According to a new report from cybersecurity company Fortinet, nearly 60% of organizational leadership thinks that just 3 hours a year of security training is enough to keep data safe. Yes, just 3 hours. In an entire year. This despite the fact that in the same survey, 84% of those same organizations experienced at least one breach in the past 12 months, with almost 30% experiencing 5 or more in the same timeframe! And of that group of victimized organizations, 81% of the attacks were from phishing, password stealing and malware. Which, as we know, are overwhelmingly the result of successful social engineering (i.e., manipulation of human behavior.) How can they not see the disconnect?
So what do the experts say?
If you Google the question “How often should we do cyber security training” the overall consensus seems to be 2 or 3 times a year. In other words, every 4-6 months. Many suggest even more often would be ideal. That suggestion has a lot to do with the fact that the threat landscape is constantly changing, and training needs to morph right alongside to reflect those changes. My guess is that to C-level staff, that all sounds pretty time-consuming. After all, employees ideally should be working, not having their time occupied by security training, right? Well, when it comes to the security of their organization’s private data, they’d be wise to remember that employees can be both their greatest asset and their greatest liability.
Lest we all forget
Last year I wrote about this topic and talked about the Forgetting Curve. German psychologist Hermann Ebbinghaus coined the term back in 1885 after discovering through his research that in as little as 20 minutes, 40% of what’s been learned has already been forgotten. In fact, he found humans tend to halve their memory of newly learned knowledge in just a matter of days or weeks. He also discovered – not surprisingly – that regularly spaced repetition of the same material over a period of time significantly increases the percentage of knowledge retained.
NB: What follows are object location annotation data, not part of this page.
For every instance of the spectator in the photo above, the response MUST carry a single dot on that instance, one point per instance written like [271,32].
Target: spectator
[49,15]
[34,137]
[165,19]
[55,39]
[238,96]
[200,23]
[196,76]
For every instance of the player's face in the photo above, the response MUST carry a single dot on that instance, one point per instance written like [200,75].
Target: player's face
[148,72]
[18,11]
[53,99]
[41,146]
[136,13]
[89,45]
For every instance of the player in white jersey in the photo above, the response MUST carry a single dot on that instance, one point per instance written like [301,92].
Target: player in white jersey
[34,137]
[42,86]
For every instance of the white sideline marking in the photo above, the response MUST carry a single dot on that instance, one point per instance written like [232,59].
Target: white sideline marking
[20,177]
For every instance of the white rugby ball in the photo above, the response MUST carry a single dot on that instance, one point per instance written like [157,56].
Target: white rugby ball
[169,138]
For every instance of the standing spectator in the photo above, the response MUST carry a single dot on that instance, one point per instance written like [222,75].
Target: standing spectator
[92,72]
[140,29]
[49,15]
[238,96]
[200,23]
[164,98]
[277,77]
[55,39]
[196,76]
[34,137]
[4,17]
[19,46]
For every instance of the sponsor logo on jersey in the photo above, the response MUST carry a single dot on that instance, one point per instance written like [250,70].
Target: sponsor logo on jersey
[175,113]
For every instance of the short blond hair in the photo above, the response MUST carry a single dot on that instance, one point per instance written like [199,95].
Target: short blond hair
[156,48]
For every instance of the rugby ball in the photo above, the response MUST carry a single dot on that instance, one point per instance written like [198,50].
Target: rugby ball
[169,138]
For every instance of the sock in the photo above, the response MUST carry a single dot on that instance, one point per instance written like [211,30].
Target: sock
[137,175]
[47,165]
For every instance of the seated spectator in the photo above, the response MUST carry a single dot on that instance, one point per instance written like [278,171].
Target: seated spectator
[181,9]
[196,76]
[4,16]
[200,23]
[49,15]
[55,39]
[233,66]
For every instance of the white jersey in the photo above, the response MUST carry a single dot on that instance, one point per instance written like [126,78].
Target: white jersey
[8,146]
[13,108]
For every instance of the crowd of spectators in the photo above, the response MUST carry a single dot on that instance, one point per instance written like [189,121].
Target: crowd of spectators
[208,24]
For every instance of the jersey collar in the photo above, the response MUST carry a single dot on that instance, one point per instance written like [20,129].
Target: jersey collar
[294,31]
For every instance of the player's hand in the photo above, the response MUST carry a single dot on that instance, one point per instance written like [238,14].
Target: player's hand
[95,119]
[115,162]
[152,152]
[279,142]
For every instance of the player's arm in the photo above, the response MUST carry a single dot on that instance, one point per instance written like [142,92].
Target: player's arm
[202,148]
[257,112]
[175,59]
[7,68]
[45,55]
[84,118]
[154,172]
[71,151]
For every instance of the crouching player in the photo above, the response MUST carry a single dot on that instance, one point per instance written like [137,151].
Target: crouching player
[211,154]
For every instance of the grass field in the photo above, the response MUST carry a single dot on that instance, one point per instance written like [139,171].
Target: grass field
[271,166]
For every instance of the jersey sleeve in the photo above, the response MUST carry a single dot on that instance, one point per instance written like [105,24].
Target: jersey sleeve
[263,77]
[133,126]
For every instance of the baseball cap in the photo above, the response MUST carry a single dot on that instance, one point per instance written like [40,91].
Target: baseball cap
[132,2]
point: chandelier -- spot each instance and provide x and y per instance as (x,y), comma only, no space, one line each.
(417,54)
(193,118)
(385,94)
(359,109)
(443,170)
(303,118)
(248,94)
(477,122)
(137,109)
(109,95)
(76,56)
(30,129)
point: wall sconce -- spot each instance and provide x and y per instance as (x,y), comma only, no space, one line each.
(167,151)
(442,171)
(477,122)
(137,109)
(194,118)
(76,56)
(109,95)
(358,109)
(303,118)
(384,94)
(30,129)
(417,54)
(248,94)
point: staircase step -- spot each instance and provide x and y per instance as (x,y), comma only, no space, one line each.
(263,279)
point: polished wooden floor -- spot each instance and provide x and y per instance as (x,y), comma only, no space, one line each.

Interactive training wins the day
Another important part of Ebbinghaus’s research teaches us that how we learn something – including the method by which it is taught – plays a part in how well we remember it. This is where games and other forms of interactive, experiential cybersecurity training come into play. (No pun intended.) Studies show that the brain is 68% more engaged when you’re having fun. Multiple other studies that show the rate of retention from experiential learning lands anywhere between 75-90%.
More fun, more often
So, the secret to protecting your organization from a security breach appears to be this: Train regularly and often and make it hands-on and fun. The repetition keeps your staff on their toes, with what they learn (the very latest phishing tricks, for example) being bolstered to top of mind. And by making cybersecurity training enjoyable, staff may even look forward to it, thereby absorbing more of the material and retaining it for longer periods of time. Online games, interactive quizzes, friendly competitions and phishing simulations all take the pain out of otherwise dull training. And they might just keep those costly breaches at bay for one more day.